Domingo, 13 de junho, foi dia de festa em dose dupla para Arrimal. Em pouco mais de uma hora, a comunidade local inaugurou o Salão de Santa Maria, que serve de apoio às várias iniciativas da paróquia, e testemunhou aquele que é o primeiro passo para a recuperação da chamada Igreja Velha de Arrimal, algo há muito ambicionado. Houve ainda tempo para inaugurar uma exposição de arte sacra, constituída por peças do espólio da antiga igreja recuperadas nos últimos dois anos por Rodrigo Martins, um filho da terra.
Numa situação normal, a inauguração do edifício, que é consequência de uma necessidade premente da paróquia e fruto do empenho e da generosidade do povo (reforçada com contributos públicos e privados de cariz empresarial) seria o principal motivo de festa mas as atenções acabaram por se dividir entre a obra nova e a prometida.

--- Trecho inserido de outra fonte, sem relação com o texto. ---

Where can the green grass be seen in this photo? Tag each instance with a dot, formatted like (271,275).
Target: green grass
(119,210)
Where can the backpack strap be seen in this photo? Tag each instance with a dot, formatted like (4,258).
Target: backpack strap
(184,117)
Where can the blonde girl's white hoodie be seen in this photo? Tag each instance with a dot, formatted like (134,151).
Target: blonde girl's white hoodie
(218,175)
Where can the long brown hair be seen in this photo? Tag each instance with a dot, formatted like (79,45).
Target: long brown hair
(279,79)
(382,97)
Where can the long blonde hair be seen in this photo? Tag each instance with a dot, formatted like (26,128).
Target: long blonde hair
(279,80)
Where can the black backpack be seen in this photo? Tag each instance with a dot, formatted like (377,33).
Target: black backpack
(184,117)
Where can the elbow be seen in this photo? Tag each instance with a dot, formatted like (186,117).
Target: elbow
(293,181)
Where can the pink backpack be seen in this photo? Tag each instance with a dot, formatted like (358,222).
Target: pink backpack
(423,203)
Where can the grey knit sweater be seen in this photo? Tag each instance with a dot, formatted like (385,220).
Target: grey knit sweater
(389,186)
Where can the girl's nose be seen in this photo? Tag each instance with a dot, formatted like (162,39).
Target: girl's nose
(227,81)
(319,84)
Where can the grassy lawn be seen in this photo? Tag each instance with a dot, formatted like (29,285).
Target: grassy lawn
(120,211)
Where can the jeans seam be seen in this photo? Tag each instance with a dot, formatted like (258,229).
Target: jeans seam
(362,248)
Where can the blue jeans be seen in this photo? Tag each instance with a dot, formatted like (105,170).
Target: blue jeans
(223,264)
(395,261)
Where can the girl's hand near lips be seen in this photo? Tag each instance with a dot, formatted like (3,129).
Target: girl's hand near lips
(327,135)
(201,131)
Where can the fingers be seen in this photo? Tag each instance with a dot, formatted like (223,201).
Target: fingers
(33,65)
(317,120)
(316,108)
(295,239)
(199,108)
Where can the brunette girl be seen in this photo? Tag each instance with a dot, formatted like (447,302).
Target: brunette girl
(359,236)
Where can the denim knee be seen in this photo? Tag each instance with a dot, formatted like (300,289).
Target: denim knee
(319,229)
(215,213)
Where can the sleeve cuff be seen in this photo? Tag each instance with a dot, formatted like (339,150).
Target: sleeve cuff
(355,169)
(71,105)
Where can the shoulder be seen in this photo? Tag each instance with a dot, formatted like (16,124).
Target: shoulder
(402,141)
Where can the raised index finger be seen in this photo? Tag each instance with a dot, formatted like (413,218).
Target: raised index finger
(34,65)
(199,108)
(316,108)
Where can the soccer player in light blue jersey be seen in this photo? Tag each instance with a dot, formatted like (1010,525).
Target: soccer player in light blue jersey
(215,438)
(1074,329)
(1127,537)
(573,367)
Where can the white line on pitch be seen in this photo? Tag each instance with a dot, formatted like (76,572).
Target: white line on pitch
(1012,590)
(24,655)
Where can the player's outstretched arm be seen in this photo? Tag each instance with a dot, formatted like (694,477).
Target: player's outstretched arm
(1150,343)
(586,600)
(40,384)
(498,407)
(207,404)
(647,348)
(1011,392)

Em boa verdade, a celebração do contrato de comodato entre a Fábrica da Igreja Paroquial e o Município, que coloca nas mãos deste último o edifício da Igreja Velha para que o possa recuperar e lhe dar uma nova vida, pondo-o a seguir ao serviço da comunidade, foi, talvez, o momento mais representativo do dia e não custa perceber o porquê. A Igreja Velha está desativada há quase 50 anos mas o desejo de não a deixar cair em ruínas é quase tão antigo e ultrapassa a paróquia e a própria União de Freguesias, sendo partilhado por muitos portomosenses de todo o concelho.
E o que promete a Câmara fazer do velho templo? Várias coisas. De acordo com um documento anexo ao contrato de comodato, a igreja será transformada num Centro Comunitário de Artes Criativas e Produtos da Terra e para liderar o processo de reabilitação e de transformação desse espaço foi chamado um filho da terra: Paulo Durão, arquiteto que há não muitos anos foi considerado pela mais importante revista internacional da especialidade, como uma das jovens promessas da Arquitetura.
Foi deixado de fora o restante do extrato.